Starx returned. He nudged the dove with his shoe. Then, in a single, swift movement, he scooped the little corpse under his toe, lifted it up, and launched it into the bushes.

There.

That’s where you peed!

Bailie. It’s dead.

Olpert stood. Still, some respect. .

Respect? Starx grabbed Olpert by the shoulders. Listen, you were driving, the bird should’ve been smart enough not to fly into traffic. Maybe that magician dopes his birds. Maybe he abuses them and they get suicidal. Whatever, it’s not your fault. The guy lets these things loose in the city? You figure he figures he’ll lose a couple. Partner, am I right?

Yes, but —

Hey hey hey. No buts. This is not a big deal. Dead bird? Who cares. A million of those things die every day crashing into skyscrapers.

Really?

Probably. Listen, why don’t I drive the rest of the day?

Will you?

Starx put his arm around Olpert and walked him back to their car, sweeping the broken sideview mirrors under the parked Citywagons as they went.

Sliding the driver’s seat back Starx said, Those Helpers won’t sell us out. Don’t worry.

Are they friends of yours?

Not really. . but silentium, right? It’s the first fuggin pillar.

Olpert looked over his shoulder: past the line of Citywagons, silver and symmetrical and identical, the two Helpers were taking turns putting each other in grappling holds.

And hey, Bailie, said Starx, what about that chick last night.

Debbie?

Yeah, that’s the one. Before your. . upset, I thought she seemed into you.

You think?

Sure. Just, next time? See if you can chat her up without puke-painting your khaki.

You really think she was into me?

You bet. Now let’s get out of here before that bird’s pals show up for vengeance.

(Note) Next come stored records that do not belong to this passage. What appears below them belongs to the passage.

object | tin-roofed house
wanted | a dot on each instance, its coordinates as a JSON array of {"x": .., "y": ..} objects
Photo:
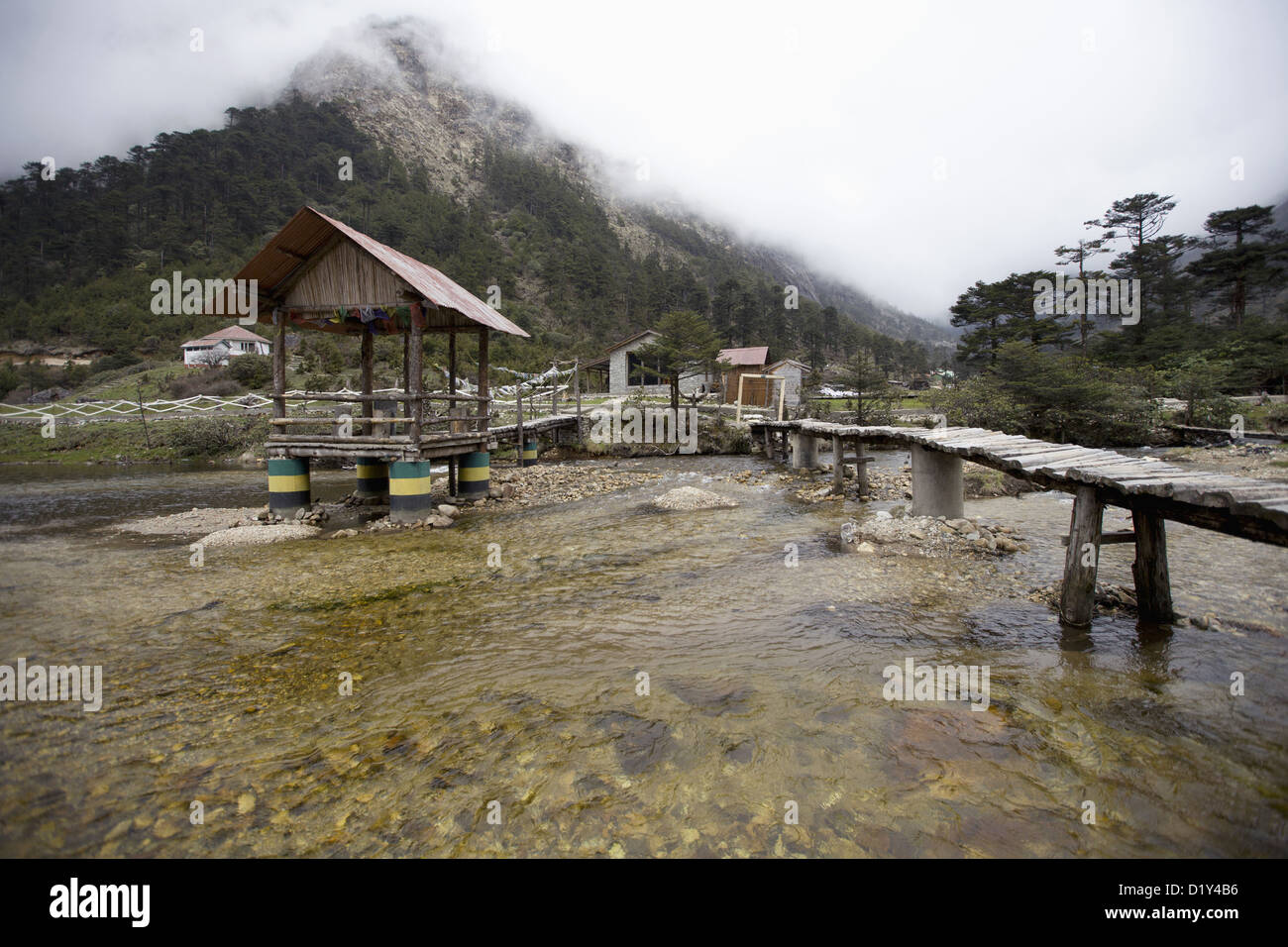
[{"x": 219, "y": 347}]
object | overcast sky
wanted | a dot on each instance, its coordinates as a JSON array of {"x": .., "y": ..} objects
[{"x": 909, "y": 147}]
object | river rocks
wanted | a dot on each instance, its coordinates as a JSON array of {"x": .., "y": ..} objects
[
  {"x": 259, "y": 535},
  {"x": 546, "y": 483},
  {"x": 312, "y": 515},
  {"x": 927, "y": 536},
  {"x": 193, "y": 522},
  {"x": 690, "y": 499}
]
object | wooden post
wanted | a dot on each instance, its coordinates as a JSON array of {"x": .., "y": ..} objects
[
  {"x": 369, "y": 407},
  {"x": 837, "y": 466},
  {"x": 415, "y": 361},
  {"x": 407, "y": 369},
  {"x": 1149, "y": 570},
  {"x": 576, "y": 393},
  {"x": 451, "y": 408},
  {"x": 861, "y": 470},
  {"x": 483, "y": 382},
  {"x": 518, "y": 429},
  {"x": 1078, "y": 596},
  {"x": 279, "y": 368}
]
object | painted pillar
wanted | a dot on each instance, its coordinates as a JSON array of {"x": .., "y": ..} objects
[
  {"x": 410, "y": 491},
  {"x": 475, "y": 475},
  {"x": 804, "y": 450},
  {"x": 936, "y": 483},
  {"x": 287, "y": 486},
  {"x": 373, "y": 476}
]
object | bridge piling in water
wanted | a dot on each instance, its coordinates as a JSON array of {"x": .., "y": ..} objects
[
  {"x": 1082, "y": 558},
  {"x": 936, "y": 483},
  {"x": 804, "y": 451},
  {"x": 1149, "y": 569}
]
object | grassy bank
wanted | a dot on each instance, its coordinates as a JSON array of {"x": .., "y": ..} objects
[{"x": 165, "y": 441}]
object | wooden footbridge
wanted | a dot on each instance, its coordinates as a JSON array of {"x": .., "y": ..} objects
[{"x": 1150, "y": 488}]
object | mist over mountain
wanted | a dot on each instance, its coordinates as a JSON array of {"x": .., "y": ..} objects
[{"x": 400, "y": 84}]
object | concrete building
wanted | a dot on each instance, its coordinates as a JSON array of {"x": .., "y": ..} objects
[
  {"x": 625, "y": 369},
  {"x": 794, "y": 373}
]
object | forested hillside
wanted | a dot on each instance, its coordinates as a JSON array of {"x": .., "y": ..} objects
[{"x": 80, "y": 250}]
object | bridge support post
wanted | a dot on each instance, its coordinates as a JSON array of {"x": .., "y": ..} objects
[
  {"x": 936, "y": 483},
  {"x": 476, "y": 475},
  {"x": 373, "y": 478},
  {"x": 287, "y": 486},
  {"x": 804, "y": 451},
  {"x": 410, "y": 491},
  {"x": 837, "y": 466},
  {"x": 1078, "y": 595},
  {"x": 861, "y": 470},
  {"x": 1149, "y": 570}
]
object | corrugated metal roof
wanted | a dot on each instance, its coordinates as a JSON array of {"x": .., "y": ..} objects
[
  {"x": 627, "y": 342},
  {"x": 310, "y": 231},
  {"x": 755, "y": 355}
]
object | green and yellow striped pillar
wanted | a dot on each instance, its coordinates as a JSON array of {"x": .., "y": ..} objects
[
  {"x": 475, "y": 475},
  {"x": 373, "y": 478},
  {"x": 408, "y": 491},
  {"x": 287, "y": 486}
]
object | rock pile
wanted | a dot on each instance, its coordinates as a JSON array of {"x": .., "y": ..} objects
[
  {"x": 535, "y": 486},
  {"x": 930, "y": 536},
  {"x": 692, "y": 499}
]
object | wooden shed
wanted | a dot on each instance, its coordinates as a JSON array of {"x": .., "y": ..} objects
[{"x": 320, "y": 274}]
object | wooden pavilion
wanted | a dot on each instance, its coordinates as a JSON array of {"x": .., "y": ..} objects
[{"x": 321, "y": 274}]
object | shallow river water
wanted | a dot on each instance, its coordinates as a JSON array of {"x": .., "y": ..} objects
[{"x": 514, "y": 689}]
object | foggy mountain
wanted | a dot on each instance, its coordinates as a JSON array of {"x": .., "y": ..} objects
[{"x": 397, "y": 82}]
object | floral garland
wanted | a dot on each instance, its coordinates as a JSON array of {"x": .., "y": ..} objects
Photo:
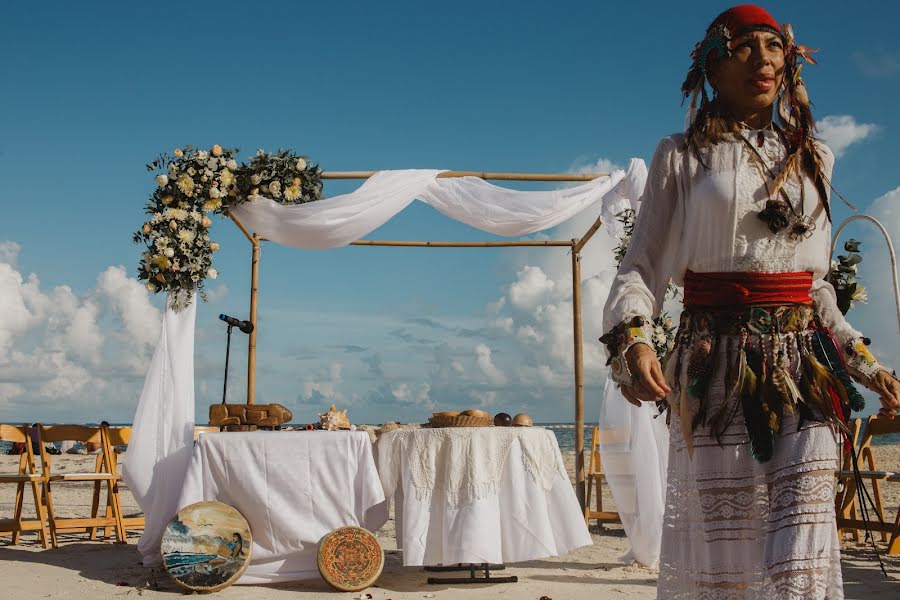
[
  {"x": 193, "y": 183},
  {"x": 663, "y": 329},
  {"x": 842, "y": 277}
]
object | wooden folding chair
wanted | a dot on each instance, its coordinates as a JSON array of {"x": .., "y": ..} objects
[
  {"x": 846, "y": 514},
  {"x": 83, "y": 434},
  {"x": 594, "y": 479},
  {"x": 117, "y": 436},
  {"x": 27, "y": 474}
]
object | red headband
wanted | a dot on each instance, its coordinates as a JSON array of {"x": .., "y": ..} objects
[{"x": 743, "y": 17}]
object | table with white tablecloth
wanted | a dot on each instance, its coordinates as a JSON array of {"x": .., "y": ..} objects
[
  {"x": 292, "y": 487},
  {"x": 479, "y": 495}
]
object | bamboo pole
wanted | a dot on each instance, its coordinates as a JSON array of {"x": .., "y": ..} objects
[
  {"x": 426, "y": 244},
  {"x": 240, "y": 226},
  {"x": 579, "y": 375},
  {"x": 588, "y": 235},
  {"x": 251, "y": 343},
  {"x": 480, "y": 174}
]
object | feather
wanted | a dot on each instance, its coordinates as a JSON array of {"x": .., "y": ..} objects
[
  {"x": 762, "y": 439},
  {"x": 827, "y": 351}
]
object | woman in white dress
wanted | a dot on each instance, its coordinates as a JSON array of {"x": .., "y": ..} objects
[{"x": 736, "y": 210}]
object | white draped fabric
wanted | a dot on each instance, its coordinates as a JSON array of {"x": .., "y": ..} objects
[
  {"x": 293, "y": 488},
  {"x": 163, "y": 432},
  {"x": 479, "y": 495},
  {"x": 343, "y": 219},
  {"x": 634, "y": 446}
]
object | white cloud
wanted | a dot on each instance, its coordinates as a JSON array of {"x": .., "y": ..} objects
[
  {"x": 9, "y": 253},
  {"x": 841, "y": 131},
  {"x": 483, "y": 359},
  {"x": 878, "y": 64},
  {"x": 531, "y": 287}
]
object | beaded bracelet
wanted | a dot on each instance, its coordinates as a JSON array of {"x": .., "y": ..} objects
[
  {"x": 618, "y": 341},
  {"x": 860, "y": 360}
]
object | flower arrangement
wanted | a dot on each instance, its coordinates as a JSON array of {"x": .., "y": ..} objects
[
  {"x": 284, "y": 177},
  {"x": 663, "y": 336},
  {"x": 191, "y": 185},
  {"x": 842, "y": 277}
]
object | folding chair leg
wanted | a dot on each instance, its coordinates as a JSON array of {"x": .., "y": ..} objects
[
  {"x": 51, "y": 515},
  {"x": 95, "y": 510},
  {"x": 43, "y": 532},
  {"x": 20, "y": 493},
  {"x": 113, "y": 488},
  {"x": 587, "y": 501}
]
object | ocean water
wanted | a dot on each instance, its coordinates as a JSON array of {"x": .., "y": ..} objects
[{"x": 565, "y": 436}]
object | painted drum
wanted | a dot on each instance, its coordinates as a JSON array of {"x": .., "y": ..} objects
[
  {"x": 350, "y": 559},
  {"x": 206, "y": 546}
]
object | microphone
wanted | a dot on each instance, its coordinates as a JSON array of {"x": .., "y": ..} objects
[{"x": 245, "y": 326}]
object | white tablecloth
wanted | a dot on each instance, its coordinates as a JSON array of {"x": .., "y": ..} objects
[
  {"x": 292, "y": 487},
  {"x": 481, "y": 494}
]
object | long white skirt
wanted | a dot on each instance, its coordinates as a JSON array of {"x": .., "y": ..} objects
[{"x": 735, "y": 528}]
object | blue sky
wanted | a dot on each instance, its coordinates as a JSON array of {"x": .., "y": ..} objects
[{"x": 93, "y": 91}]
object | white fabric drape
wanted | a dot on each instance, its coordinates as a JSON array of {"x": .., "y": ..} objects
[
  {"x": 634, "y": 448},
  {"x": 163, "y": 430},
  {"x": 343, "y": 219}
]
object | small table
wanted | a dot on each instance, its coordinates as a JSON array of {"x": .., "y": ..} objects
[
  {"x": 292, "y": 487},
  {"x": 479, "y": 495}
]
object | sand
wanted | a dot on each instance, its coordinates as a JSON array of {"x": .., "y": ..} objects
[{"x": 104, "y": 570}]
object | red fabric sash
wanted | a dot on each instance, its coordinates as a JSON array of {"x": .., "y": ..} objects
[{"x": 739, "y": 289}]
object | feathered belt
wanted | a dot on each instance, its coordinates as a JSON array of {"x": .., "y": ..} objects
[{"x": 772, "y": 352}]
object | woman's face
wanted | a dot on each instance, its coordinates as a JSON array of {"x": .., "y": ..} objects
[{"x": 749, "y": 80}]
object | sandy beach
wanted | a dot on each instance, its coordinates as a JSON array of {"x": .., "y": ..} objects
[{"x": 100, "y": 570}]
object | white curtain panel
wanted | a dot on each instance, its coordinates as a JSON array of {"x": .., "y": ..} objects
[
  {"x": 163, "y": 430},
  {"x": 634, "y": 446},
  {"x": 501, "y": 211}
]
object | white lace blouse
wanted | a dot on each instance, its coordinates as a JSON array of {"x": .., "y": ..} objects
[{"x": 704, "y": 219}]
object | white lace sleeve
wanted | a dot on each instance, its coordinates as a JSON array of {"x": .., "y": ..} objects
[
  {"x": 639, "y": 287},
  {"x": 861, "y": 363}
]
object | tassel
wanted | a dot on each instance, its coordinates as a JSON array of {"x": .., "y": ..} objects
[
  {"x": 762, "y": 440},
  {"x": 826, "y": 349}
]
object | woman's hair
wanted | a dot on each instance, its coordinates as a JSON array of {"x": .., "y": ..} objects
[{"x": 711, "y": 121}]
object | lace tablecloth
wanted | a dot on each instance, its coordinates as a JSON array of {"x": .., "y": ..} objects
[
  {"x": 480, "y": 494},
  {"x": 292, "y": 487}
]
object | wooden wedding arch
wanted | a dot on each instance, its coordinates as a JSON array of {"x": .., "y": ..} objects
[{"x": 575, "y": 245}]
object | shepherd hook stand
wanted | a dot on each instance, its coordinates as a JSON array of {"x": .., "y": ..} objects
[{"x": 471, "y": 568}]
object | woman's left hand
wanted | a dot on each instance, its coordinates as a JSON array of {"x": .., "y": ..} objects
[{"x": 887, "y": 386}]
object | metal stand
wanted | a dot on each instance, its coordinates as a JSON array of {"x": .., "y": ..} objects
[
  {"x": 471, "y": 568},
  {"x": 227, "y": 356}
]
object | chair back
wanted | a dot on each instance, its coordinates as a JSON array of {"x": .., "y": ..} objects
[
  {"x": 70, "y": 433},
  {"x": 19, "y": 435}
]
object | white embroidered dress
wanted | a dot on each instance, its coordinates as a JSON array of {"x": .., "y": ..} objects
[{"x": 734, "y": 527}]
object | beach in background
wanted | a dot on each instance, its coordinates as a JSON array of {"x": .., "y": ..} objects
[{"x": 104, "y": 570}]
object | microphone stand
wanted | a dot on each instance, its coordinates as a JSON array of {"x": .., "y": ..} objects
[{"x": 227, "y": 356}]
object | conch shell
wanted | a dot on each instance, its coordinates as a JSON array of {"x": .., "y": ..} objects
[{"x": 334, "y": 419}]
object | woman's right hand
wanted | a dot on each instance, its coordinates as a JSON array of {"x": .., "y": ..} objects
[{"x": 649, "y": 383}]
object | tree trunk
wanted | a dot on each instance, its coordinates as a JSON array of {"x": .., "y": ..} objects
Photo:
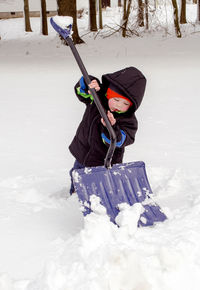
[
  {"x": 176, "y": 22},
  {"x": 140, "y": 17},
  {"x": 147, "y": 14},
  {"x": 26, "y": 16},
  {"x": 68, "y": 8},
  {"x": 93, "y": 19},
  {"x": 44, "y": 17},
  {"x": 100, "y": 15},
  {"x": 126, "y": 16},
  {"x": 183, "y": 12}
]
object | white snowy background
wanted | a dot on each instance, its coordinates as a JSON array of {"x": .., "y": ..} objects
[{"x": 45, "y": 243}]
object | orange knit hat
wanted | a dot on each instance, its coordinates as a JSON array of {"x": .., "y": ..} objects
[{"x": 113, "y": 94}]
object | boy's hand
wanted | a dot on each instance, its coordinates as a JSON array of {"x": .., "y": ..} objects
[
  {"x": 110, "y": 118},
  {"x": 94, "y": 85}
]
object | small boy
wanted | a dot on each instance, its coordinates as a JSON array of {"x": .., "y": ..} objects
[{"x": 121, "y": 94}]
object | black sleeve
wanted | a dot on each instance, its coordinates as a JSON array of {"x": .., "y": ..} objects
[{"x": 125, "y": 130}]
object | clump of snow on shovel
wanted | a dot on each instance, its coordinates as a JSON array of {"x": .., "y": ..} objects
[
  {"x": 63, "y": 21},
  {"x": 128, "y": 217}
]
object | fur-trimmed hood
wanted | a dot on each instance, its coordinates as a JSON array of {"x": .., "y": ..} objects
[{"x": 130, "y": 81}]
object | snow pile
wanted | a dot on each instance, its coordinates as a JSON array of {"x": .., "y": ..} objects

POP LEANED IN and on a gust of eggy breath said, Lark! Birds.

A half-dozen pigeons had made their way to the foot of the sculpture. Get those stupid things out of here, Loopy told her assistant. The girl looked at Loopy, then the birds, and with a sigh tiptoed over flapping her arms. They scuttled around behind the sculpture, more aggravated than scared. The assistant followed at a crouch, clapping, and the pigeons hopped along, circled the sculpture’s base, and the assistant gently shooed them around again, around and around. Debbie watched with interest.

At the next pass Loopy went hurtling at the pigeons with the wings of her caftan spread wide, cawing and shrieking, and the flock ruffled up and came to rest on the lip of the fountain, cooing and cool. Returning to her spot by the covered sculpture, Loopy didn’t take her eyes off the pigeons, ready to pounce at the slightest provocation.

At last the Mayor arrived, wheeled by Diamond-Wood, who clattered behind on his crutches. Stop, she called, with a wary scan of the cobblestones. We’ll be fine here.

Those who had heard tell of Raven’s bisection gawked. Debbie wasn’t sure what she was seeing: a white sheet draped over the dessert cart gave the impression of an enormously wide-waisted skirt supported by a trestle the size of a writing desk.